Why isn't anyone focusing on the domestic help in the Indian diplomatic scandal?
JANUARY 5, 2014
On Dec. 12, Devyani Khopragade, India's deputy consul-general in New York, was arrested and jailed, accused of misrepresenting on a visa application the wages she paid a member of her household staff. The circumstances of her imprisonment -- which reportedly included a strip search and a cavity search, and being held in a cell with drug addicts, before being released on $250,000 bail -- have inflamed public opinion and ignited a furor in Indian government circles. Indian National Security Advisor Shiv Shankar Menon described her treatment as "barbaric," while India's mild-mannered Prime Minister Manmohan Singh referred to it as "deplorable." Prominent former Foreign Minister Yashwant Sinha even suggested that India apply a colonial-era law prohibiting same-sex relationships against U.S. diplomatic personnel as retaliation.

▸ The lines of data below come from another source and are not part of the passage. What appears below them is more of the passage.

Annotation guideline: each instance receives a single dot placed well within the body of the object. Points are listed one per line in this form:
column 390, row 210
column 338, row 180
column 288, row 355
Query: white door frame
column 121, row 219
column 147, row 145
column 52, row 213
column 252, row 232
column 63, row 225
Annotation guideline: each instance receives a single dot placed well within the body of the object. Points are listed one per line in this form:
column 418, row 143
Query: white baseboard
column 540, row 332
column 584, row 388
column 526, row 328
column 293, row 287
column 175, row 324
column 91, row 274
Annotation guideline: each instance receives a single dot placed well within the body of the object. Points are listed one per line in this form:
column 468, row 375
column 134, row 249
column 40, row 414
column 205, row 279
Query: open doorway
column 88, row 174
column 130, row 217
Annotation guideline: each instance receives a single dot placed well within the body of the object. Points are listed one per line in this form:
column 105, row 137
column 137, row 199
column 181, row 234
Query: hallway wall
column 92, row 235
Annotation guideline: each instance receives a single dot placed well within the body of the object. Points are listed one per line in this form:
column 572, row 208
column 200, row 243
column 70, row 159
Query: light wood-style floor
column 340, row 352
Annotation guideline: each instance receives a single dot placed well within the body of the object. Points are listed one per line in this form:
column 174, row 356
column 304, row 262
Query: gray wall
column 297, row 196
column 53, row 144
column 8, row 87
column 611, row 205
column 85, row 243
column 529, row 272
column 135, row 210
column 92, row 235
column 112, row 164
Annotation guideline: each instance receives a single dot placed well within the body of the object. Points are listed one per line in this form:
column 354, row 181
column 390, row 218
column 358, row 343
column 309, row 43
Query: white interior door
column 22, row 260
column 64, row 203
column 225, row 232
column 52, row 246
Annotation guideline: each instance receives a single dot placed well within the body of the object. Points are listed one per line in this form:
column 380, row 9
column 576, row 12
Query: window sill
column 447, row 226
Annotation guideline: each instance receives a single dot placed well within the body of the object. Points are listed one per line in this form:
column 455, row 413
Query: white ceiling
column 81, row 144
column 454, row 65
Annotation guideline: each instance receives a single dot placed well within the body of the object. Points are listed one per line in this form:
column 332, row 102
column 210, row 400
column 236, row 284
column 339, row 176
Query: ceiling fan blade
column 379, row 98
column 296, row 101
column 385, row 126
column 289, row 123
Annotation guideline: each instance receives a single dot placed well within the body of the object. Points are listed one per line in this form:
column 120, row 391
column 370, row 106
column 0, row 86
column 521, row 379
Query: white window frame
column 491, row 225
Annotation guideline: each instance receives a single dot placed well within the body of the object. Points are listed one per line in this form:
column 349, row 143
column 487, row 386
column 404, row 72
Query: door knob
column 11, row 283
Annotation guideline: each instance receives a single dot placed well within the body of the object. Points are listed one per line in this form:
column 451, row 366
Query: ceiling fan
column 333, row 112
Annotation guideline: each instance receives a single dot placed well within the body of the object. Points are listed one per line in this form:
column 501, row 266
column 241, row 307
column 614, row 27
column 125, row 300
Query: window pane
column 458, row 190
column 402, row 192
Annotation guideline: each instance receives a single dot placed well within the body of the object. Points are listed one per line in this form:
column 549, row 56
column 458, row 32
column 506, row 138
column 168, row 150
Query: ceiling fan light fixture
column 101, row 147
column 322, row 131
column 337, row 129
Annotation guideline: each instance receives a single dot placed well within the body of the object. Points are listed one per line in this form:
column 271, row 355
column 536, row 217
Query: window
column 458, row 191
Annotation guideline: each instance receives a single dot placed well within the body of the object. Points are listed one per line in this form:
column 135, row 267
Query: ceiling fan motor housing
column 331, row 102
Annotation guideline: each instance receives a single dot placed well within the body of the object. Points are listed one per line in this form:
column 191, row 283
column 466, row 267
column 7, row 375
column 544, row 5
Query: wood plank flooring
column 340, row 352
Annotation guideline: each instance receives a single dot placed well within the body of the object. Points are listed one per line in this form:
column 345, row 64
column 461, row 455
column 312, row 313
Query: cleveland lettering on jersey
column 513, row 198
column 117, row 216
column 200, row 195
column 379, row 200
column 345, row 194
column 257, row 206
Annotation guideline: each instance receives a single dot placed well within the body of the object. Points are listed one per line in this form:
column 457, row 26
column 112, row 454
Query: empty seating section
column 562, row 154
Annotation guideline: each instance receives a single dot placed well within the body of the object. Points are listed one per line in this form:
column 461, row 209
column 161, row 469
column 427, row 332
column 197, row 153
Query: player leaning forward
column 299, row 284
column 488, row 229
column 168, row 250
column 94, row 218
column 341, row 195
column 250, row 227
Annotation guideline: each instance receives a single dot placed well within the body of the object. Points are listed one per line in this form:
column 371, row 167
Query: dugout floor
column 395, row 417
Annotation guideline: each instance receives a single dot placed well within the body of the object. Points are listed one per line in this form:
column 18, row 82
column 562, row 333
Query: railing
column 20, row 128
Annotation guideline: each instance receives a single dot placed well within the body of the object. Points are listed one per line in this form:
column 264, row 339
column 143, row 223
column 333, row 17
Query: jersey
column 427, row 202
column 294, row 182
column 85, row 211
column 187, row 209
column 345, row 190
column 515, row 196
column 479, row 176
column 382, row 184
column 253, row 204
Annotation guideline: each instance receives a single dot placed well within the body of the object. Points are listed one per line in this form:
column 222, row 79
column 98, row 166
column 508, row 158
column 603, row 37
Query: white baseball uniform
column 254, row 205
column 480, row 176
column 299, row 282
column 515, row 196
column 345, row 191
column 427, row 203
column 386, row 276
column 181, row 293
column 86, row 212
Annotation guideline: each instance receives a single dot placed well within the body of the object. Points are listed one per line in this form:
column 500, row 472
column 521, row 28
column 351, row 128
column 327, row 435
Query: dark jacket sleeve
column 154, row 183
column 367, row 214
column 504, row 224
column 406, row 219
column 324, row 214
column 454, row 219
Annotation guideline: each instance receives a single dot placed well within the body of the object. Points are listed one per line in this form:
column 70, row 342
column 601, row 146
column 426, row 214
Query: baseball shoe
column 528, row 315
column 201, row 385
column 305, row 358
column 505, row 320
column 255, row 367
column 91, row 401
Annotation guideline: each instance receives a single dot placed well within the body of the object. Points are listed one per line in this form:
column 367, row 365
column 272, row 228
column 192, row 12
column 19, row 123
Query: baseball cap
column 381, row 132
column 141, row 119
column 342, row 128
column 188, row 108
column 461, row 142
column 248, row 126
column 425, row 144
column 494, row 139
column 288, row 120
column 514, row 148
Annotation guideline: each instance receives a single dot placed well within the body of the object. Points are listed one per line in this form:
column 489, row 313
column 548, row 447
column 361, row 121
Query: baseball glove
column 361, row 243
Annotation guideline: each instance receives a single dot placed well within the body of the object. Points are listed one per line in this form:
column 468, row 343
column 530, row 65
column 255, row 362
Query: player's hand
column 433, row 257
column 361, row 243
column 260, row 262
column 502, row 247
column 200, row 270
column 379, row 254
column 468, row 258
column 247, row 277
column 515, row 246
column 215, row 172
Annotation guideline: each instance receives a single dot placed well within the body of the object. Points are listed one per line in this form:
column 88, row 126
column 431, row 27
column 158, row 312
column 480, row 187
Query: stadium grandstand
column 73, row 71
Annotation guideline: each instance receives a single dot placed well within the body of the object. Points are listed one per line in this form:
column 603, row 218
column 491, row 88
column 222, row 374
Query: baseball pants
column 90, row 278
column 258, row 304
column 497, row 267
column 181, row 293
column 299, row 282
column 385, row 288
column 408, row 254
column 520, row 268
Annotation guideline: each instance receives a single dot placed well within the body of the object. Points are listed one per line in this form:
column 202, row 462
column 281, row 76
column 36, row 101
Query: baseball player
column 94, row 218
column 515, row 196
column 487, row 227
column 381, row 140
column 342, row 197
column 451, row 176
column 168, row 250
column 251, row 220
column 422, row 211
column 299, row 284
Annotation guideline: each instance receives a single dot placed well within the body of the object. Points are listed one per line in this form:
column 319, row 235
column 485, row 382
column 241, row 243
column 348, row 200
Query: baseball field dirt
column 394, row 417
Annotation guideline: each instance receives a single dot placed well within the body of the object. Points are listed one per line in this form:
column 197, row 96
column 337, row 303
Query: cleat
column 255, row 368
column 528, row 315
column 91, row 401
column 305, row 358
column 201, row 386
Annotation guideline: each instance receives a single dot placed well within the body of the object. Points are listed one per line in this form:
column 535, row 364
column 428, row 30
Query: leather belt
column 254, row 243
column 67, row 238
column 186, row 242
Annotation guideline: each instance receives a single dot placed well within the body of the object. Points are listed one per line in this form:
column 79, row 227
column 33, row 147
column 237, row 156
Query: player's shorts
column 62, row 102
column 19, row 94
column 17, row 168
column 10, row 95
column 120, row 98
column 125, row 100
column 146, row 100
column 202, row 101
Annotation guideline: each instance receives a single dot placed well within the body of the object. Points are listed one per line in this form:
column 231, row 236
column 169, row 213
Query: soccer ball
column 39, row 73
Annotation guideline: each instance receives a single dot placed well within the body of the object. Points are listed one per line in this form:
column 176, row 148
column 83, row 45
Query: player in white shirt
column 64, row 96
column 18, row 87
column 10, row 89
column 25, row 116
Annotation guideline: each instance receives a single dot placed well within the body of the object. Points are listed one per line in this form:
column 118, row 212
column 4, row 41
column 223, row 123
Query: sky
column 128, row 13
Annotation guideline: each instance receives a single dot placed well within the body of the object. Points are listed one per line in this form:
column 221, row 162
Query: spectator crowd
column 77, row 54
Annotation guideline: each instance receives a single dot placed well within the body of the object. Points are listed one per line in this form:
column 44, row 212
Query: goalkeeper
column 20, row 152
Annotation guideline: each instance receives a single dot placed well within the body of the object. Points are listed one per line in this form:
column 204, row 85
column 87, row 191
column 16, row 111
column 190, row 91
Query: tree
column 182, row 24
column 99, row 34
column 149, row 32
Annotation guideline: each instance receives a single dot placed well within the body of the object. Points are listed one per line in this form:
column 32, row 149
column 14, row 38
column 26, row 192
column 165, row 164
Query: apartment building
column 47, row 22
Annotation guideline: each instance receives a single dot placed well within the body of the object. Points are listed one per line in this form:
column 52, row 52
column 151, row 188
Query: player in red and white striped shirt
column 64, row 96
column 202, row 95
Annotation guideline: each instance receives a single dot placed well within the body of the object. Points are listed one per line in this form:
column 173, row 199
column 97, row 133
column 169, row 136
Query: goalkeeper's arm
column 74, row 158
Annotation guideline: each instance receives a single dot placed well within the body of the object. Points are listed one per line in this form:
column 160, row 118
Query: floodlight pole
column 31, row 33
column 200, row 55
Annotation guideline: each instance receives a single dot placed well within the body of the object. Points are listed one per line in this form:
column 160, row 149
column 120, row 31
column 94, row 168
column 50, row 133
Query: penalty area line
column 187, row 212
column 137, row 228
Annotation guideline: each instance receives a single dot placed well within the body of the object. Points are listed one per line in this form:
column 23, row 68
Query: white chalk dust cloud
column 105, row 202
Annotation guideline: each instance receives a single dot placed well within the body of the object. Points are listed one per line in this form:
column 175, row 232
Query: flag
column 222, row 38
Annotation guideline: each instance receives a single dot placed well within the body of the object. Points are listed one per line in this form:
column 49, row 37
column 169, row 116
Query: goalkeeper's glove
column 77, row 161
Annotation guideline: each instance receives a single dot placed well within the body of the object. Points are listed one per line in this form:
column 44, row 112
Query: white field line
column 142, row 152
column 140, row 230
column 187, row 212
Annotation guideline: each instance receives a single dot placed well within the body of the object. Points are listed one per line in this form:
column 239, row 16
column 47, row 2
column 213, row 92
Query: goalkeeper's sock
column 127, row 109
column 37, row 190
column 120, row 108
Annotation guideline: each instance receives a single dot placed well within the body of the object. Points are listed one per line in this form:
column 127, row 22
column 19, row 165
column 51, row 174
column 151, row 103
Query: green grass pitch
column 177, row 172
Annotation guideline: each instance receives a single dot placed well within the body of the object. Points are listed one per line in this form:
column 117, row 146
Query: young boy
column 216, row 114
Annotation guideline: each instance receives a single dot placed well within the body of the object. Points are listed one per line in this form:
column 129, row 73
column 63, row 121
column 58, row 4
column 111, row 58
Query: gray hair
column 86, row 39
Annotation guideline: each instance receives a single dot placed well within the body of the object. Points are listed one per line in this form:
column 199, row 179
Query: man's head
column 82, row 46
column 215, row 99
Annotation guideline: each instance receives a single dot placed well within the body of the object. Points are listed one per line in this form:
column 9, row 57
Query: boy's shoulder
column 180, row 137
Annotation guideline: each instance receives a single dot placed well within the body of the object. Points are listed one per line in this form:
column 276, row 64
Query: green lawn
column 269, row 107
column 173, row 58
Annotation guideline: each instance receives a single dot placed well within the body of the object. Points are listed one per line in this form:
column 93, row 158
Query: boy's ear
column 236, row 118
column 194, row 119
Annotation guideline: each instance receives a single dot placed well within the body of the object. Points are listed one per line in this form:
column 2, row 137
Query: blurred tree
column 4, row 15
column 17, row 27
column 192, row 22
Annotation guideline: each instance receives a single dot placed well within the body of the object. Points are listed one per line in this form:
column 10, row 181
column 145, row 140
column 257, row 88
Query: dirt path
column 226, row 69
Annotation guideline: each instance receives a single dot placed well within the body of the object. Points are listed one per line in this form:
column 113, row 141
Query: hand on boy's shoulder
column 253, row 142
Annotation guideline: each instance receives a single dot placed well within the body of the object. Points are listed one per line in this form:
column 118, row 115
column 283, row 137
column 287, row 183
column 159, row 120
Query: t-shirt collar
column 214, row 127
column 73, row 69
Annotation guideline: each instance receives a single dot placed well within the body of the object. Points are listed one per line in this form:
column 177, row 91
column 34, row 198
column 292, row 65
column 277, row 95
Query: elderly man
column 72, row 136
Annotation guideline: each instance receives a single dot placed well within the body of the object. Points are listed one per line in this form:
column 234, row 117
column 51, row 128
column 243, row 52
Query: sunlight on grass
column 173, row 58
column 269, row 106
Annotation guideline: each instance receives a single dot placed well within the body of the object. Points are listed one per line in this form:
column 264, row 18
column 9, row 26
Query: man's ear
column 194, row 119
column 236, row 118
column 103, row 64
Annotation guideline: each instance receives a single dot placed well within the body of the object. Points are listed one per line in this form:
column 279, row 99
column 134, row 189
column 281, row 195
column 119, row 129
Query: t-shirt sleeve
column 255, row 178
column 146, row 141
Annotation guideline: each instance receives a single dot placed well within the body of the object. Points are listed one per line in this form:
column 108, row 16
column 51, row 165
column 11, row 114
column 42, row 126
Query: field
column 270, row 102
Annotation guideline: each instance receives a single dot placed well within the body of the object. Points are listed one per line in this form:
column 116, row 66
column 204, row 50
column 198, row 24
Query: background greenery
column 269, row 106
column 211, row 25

But nearly two weeks later, one critical matter has been almost entirely overlooked: the plight of the maid, Sangeeta Richard. According to a statement from her lawyer, Richard worked "far more than 40 hours a week" and was paid roughly $3.30 an hour -- about a third of New York City's legal minimum wage. Practically none of the thousands of articles, blog posts, and tweets written about the arrest in India focused on Richard's plight.
It is hardly surprising that Indian commentators are ignoring her. The upper-middle-class background and social status of journalists and pundits in the country's deeply hierarchical society leads them to empathize with one of their own over the working conditions of domestic help. The treatment of the diplomat is a "national outrage," according to Commerce Minister Anand Sharma, but the treatment of Richard -- whose husband has reportedly been interrogated by police in India -- is ignored.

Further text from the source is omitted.